Tannenbergdenkmal

Schon bald nach dem Ende des 1. Weltkriegs manifestierte sich der Wunsch, vor allem unter den Tannenbergkämpfern, den gefallenen Kameraden ein würdiges Denkmal zu setzen. Es bildete sich der ostpreußische Provinzial-Kriegerverein unter dem Vorsitz von General Johannes Kahns. Dieser gründete 1923 einen Denkmalausschuss, dem viele damals prominente Ostpreußen angehörten und der ab 1924 den Bau eines Denkmals plante. Am 31. 8. 1924 wurde der Grundstein gelegt. Zum selben Zeitpunkt erfolgte nahebei die Einweihung des Ehrenmals für die Gefallenen des Infanterie-Regiments Nr. 147 – der „Hindenburger“, ein in Richtung Schlachteld blickender Löwe aus Granit auf einem sechs Meter hohen Feldsteinsockel.  In der Nähe lagen in einem Massengrab 250 unbekannte Russen.
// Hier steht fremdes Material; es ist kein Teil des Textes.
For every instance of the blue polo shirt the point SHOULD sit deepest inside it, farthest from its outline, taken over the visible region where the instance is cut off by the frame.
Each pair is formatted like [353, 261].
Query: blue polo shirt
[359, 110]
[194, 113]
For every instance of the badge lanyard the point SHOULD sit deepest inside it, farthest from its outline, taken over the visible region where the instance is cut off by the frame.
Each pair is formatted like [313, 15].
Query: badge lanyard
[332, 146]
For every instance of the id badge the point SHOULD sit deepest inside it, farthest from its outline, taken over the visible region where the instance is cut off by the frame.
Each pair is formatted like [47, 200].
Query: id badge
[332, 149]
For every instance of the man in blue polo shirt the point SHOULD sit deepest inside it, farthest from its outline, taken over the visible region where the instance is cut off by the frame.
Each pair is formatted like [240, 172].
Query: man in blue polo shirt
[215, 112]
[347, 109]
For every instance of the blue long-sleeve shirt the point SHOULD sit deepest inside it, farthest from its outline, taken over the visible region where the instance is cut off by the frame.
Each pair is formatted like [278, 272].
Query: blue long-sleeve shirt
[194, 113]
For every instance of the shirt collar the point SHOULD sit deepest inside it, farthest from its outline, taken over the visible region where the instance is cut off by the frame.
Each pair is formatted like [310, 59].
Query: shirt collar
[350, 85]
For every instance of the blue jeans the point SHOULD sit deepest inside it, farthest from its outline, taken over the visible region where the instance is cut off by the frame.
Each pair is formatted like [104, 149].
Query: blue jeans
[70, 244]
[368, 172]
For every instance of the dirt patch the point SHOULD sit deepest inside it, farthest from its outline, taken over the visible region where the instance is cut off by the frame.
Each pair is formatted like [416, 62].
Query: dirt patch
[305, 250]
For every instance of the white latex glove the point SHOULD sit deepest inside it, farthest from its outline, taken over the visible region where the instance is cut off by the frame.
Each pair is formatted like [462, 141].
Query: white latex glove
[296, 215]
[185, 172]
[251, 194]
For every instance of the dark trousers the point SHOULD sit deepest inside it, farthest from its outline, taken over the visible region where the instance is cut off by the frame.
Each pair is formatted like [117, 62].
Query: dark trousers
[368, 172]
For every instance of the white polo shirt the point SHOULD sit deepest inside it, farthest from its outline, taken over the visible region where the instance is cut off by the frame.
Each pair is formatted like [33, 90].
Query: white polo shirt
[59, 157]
Entworfen wurde das Tannenberg-Denkmal von dem Architekturbüro Walter (30. 12. 1888 – 15. 2. 1971) und Johannes (22. 11. 1890 – 6. 5. 1975) Krüger aus Berlin – Westend. Beide Brüder hatten Architektur studiert und eröffneten 1924 zusammen ein Architekturbüro. Sie gewannen 1925 den ersten Preis im Wettbewerb um das Tannenberg-Denkmal und zugleich den Auftrag für die Bauleitung.  Es war ein 1928 errichteter, mit einem achteckigen Mauerring umgebener, gewaltiger Ziegelsteinbau mit 8 Ehrentürmen von 23 m Höhe, bei dessen Konzeption die jungsteinzeitliche Anlage von Stonehenge Pate stand.[1] Der Durchmesser betrug ca. 100 Metern. Der Komplex wurde 1926/27 errichtet und 1934/35 umgebaut.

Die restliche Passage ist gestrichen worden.